I know part of what the book is doing -- I'm a little familiar with universal algebra.
Universal algebra is an approach that can study many diverse kinds of algebraic structures simultaneously, such as:
groups, abelian groups, rings, modules over a ring, vector spaces over a particular field, algebraic lattices, algebras over a ring, representations of a discrete group acting on a vector space over a particular field, etc.
(but not fields!)
The connecting theme is that all of these structures can be defined by writing down the allowed operations, and some equational identities they satisfy.
For example, let Omega (that should be the capital Greek letter) be the
type consisting of a binary operation *, a unary operation ^-1, and a nullary operation 1. (Yes, that's essentially just a constant, but it's fruitful to think of it as a function with no arguments)
The category of structures that have those three operations are called
Omega-algebras.
The category of groups is a
variety of Omega-algebras, defined by taking the quotient by the following relations:
1 * x = x
x * 1 = x
x * x^-1 = 1
x^-1 * x = 1
x * (y * z) = (x * y) * z
This is the general idea behind the foundations of universal algebra.
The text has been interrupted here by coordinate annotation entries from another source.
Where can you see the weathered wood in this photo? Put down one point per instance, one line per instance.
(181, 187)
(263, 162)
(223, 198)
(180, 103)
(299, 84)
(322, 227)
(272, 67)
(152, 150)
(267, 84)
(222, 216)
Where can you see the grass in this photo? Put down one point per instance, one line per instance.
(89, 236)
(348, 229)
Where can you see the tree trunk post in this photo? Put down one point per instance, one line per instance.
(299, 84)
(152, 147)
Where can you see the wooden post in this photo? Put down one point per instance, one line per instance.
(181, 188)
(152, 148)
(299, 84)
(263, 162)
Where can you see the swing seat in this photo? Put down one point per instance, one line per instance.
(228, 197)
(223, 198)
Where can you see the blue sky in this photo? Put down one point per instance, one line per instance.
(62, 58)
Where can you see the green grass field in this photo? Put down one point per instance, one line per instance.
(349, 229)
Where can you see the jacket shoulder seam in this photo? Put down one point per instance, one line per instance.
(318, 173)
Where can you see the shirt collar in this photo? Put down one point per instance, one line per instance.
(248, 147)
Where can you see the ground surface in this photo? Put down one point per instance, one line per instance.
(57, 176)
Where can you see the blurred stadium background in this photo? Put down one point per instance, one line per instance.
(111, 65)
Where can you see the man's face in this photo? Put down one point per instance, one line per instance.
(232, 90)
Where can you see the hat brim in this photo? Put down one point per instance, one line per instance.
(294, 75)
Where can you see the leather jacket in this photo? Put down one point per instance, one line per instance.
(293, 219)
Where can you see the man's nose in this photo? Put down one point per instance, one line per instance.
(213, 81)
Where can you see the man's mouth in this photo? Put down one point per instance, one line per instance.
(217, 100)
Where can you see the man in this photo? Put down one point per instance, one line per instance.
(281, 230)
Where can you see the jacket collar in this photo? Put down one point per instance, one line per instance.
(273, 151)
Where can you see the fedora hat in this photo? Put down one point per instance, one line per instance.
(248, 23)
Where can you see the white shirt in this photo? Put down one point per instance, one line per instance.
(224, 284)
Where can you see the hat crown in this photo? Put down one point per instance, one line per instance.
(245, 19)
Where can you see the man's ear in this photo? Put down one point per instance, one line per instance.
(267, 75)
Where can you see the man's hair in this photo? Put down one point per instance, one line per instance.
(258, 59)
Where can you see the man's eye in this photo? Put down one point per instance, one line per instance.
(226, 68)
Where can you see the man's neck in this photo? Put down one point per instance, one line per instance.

Another example is vector spaces over a field K.
The type for this structure consists of the binary operation +, the unary operation -, the nullary operation 0, and one unary operation for every element of K.
Then, the equational identities include (among other things) one equation of the form
k (v + w) = k(v) + k(w)
for every element k of K.
Anyways, if you were reading what I said above, you knew logic but not algebra, you would have thought I was talking about model theory.
Specifying the underlying type of a universal algebra is essentially the same thing as specifying a formal language -- they're both simply a list of symols and how many arguments they accept.
The structures of this language are precisely the Omega-algebras.
In the univeral algebra setting, we take the quotient by certain algebraic identities to create the structures of interest.
In the logical setting, we look for structures that satisfy those algebraic identities. (i.e. models of those identities)
To repeat...
From the universal point of view, a group is nothing more than the quotient of Omega-algebra by a particular set of relations.
From the logical point of view, a group is nothing more than a structure in a particular language that satisfies a particular set of propositions.
So, foundationally at least, universal algebra is simply a special case of model theory where the statements to model take a particular form.